Сколько она там просидела? По дороге домой она заметила свое отражение в витрине какого-то магазина: сильно похудевшее лицо, тощие ноги, торчащие сморщенные колени. Узнав, что Ынчжи разделяет ее чувства, Игён до дрожи в руках хотела набрать ее номер, хотела обнять ее хотя бы раз. Ею вдруг овладела мысль о том, что, если она хотя бы раз ощутит Ынчжи своим телом, горечь в ее душе рассеется. Испугавшись, что вот-вот поддастся этой мысли, она позвонила Суи. Игён верила, что Суи ни о чем не догадывается.
Утром у нее поднялась температура. Горло болело так, что было больно глотать. Игён лежала в кровати, и ей мерещилось, что пол под ней покосился и она вот-вот покатится вниз. Если удавалось заснуть, ей снились странные сны. Она сходила в поликлинику, где ей сделали укол и дали лекарство, но лучше не стало. По ночам голова болела так, будто ее топтали ногами. Когда Игён перестала есть даже кашу, Суи взяла ее под руку и отвела в больницу. Игён помнит, что она открыла глаза и увидела ее взволнованное лицо, а когда открыла снова, была ночь. Она молча посмотрела на Суи, лежавшую рядом на раскладушке.
– Ты как? – спросила Суи, услышав сквозь сон, как шевельнулась Игён.
– Иди сюда.
Суи легла рядом.
– У тебя щеки ввалились. – Суи осторожно коснулась их пальцами.
– Я стала еще уродливее?
– Ага, – ответила Суи и нажала на кончик ее носа.
Несколько мгновений они молча смотрели друг на друга, словно вглядывались в неведомые миры, отраженные в их глазах.
– Не разговаривай, у тебя все горло опухло.
Игён кивнула.
– Ты спала целых двенадцать часов. Похоже, у тебя сильное обезвоживание – ты постоянно была под капельницей, но ни разу даже в туалет не сходила. Врач отчитал меня за то, что я плохо тебя кормлю, – я сказала ему, что я твоя старшая сестра. На младшую-то я не особо похожа.
Игён улыбнулась и кивнула. Они молчали.
– Прости меня, – произнесла Суи и закусила губу. – Прости, если из-за меня тебе пришлось страдать, если я тебя ранила.

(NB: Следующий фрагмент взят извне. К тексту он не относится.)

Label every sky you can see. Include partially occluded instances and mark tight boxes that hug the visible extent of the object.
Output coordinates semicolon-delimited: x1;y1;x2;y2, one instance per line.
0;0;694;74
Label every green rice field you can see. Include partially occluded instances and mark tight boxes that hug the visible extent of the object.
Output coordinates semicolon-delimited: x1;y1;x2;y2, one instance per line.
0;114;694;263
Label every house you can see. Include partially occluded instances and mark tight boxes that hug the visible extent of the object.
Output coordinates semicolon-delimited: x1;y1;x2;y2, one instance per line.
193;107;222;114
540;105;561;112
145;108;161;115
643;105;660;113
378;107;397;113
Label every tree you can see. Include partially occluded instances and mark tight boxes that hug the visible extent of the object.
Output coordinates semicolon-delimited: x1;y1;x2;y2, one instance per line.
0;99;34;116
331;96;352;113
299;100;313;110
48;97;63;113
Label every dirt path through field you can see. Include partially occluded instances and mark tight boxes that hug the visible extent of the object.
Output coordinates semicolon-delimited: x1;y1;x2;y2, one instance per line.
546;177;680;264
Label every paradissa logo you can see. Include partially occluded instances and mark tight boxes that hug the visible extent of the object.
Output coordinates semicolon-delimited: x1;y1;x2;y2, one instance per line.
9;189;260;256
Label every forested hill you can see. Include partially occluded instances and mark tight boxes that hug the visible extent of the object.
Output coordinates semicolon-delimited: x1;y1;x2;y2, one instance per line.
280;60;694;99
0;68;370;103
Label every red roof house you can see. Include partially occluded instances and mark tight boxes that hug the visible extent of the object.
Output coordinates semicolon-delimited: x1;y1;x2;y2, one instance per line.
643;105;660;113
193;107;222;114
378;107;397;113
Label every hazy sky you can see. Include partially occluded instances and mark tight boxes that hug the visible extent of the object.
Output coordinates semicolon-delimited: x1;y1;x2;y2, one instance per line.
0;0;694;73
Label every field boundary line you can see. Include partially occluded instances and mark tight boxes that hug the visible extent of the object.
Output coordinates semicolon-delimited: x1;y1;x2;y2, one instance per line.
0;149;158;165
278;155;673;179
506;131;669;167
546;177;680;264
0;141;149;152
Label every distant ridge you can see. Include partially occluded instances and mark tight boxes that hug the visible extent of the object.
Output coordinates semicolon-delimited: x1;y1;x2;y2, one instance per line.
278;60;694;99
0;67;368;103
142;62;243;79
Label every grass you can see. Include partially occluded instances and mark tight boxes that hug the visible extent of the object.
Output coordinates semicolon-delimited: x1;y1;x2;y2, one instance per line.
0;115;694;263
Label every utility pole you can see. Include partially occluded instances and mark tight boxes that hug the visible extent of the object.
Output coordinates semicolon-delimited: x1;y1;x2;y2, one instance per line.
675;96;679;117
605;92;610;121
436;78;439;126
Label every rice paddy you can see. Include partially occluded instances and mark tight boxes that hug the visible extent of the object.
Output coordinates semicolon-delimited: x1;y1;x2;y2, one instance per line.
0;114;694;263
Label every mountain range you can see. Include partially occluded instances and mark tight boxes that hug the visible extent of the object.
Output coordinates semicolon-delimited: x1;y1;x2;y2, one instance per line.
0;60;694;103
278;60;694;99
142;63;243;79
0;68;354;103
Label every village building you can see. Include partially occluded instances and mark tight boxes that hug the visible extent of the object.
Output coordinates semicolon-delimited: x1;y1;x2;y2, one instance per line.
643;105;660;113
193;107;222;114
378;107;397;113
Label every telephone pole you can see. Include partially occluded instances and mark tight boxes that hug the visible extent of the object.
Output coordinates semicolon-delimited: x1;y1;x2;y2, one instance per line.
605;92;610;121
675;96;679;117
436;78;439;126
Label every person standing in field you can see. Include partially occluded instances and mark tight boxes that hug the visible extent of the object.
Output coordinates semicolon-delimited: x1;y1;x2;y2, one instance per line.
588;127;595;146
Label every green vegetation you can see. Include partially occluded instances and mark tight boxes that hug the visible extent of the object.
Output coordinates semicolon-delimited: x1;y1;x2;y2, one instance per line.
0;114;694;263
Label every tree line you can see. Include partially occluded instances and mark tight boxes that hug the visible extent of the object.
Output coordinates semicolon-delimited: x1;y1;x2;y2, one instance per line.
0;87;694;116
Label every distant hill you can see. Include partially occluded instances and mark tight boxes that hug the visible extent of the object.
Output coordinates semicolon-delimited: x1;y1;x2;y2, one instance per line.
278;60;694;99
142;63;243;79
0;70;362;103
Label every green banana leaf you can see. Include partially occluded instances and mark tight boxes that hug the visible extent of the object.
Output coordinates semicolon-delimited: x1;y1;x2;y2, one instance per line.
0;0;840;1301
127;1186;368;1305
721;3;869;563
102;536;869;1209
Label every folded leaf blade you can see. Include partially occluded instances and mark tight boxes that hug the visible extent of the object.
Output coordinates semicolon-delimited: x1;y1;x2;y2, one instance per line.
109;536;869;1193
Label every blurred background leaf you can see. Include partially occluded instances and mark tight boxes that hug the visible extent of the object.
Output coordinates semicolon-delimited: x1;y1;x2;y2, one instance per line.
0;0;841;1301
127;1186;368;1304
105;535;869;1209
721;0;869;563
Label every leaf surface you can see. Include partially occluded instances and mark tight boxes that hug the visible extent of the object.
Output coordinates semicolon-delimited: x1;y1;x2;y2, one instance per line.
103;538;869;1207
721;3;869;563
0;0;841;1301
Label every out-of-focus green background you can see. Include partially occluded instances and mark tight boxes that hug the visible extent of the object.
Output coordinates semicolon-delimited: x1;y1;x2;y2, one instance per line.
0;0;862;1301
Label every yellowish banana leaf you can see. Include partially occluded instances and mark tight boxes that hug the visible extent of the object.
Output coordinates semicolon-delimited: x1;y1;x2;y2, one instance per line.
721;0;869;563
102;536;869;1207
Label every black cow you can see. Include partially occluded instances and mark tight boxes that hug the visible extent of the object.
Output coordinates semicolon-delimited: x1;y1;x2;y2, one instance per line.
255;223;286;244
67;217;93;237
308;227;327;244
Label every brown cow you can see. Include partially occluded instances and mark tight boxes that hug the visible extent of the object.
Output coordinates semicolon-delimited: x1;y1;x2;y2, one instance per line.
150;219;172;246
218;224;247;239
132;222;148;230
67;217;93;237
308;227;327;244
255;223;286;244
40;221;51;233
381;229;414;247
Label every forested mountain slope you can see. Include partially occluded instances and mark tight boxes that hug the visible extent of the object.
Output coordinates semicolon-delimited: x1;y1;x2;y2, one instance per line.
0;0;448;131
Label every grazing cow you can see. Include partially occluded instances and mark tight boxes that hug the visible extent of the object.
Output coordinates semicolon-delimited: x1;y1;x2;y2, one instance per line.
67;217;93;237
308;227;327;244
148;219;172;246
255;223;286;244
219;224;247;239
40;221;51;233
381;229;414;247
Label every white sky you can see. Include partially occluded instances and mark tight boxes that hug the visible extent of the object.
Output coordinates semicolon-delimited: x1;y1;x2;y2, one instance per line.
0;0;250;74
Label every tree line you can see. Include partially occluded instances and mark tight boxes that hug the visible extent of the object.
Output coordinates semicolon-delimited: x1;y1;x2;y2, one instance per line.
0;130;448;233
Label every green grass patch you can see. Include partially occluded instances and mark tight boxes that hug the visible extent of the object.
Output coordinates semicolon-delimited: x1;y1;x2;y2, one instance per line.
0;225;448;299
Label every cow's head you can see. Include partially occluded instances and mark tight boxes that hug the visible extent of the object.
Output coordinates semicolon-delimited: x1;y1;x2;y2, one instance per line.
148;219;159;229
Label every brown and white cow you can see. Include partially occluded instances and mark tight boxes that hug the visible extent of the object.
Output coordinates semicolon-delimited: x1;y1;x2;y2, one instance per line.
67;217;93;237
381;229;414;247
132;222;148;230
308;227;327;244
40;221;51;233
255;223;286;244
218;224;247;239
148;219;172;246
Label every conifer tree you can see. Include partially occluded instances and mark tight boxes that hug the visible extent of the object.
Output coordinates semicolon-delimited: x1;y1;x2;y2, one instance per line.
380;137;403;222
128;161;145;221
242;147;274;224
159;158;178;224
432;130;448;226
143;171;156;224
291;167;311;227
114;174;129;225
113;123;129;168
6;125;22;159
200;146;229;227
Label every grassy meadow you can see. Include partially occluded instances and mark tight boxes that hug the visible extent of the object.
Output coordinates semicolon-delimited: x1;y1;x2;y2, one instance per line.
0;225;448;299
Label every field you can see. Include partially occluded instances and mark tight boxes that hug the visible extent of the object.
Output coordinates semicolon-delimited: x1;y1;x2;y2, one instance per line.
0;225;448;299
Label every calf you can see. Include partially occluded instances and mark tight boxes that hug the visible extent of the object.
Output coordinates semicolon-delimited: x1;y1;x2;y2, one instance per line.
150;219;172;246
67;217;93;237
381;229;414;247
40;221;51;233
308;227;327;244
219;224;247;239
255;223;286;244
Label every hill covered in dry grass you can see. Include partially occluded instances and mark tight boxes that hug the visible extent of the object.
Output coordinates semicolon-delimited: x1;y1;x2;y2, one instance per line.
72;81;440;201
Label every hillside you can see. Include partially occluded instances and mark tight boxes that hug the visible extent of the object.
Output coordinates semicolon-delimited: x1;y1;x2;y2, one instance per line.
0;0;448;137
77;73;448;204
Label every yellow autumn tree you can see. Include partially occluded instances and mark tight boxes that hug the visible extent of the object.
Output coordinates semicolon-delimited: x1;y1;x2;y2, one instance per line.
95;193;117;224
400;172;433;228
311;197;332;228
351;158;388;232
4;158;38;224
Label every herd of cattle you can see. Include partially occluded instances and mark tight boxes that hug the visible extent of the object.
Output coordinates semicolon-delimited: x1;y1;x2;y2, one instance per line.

Игён помотала головой. Ей стало невыносимо больно оттого, как сильно Суи ошибалась: «Нет, это не из-за тебя. Это из-за того, что я желала другую. Это я должна просить у тебя прощения».
Только спустя много лет Игён догадалась, что Суи произнесла эти слова не потому, что просто заблуждалась. Может быть, она уже тогда видела, что их отношениям пришел конец. Она видела, что эта любовь вот-вот сорвется в пропасть, знала, что их крепость, казавшаяся такой прочной, вот-вот развалится на куски. Она изо всех сил старалась подготовить себя к этому.
Игён молчала, глядя на просившую ненужного прощения Суи. Казалось, даже слова вроде «Не за что извиняться, дело не в тебе» причинят ей боль. Так ничего и не сказав, она поглаживала ее круглый, мягкий затылок. Она заставляла себя улыбнуться, но не могла. Суи тоже не улыбалась.
4Игён открыла глаза: на соседней кровати сидела Ынчжи. Она держала сумку на коленях, очевидно, ей было неловко. Игён села.
– Зачем вы пришли?
– Я звонила вам. Трубку взяла Суи. Она сообщила, что вы в больнице.
– Что вы ей сказали?
– Что я ваша подруга. Суи знала, кто я. Сказала, что слышала обо мне.
Игён промолчала.
– Я испугалась! Вы так серьезно заболели, – голос Ынчжи задрожал.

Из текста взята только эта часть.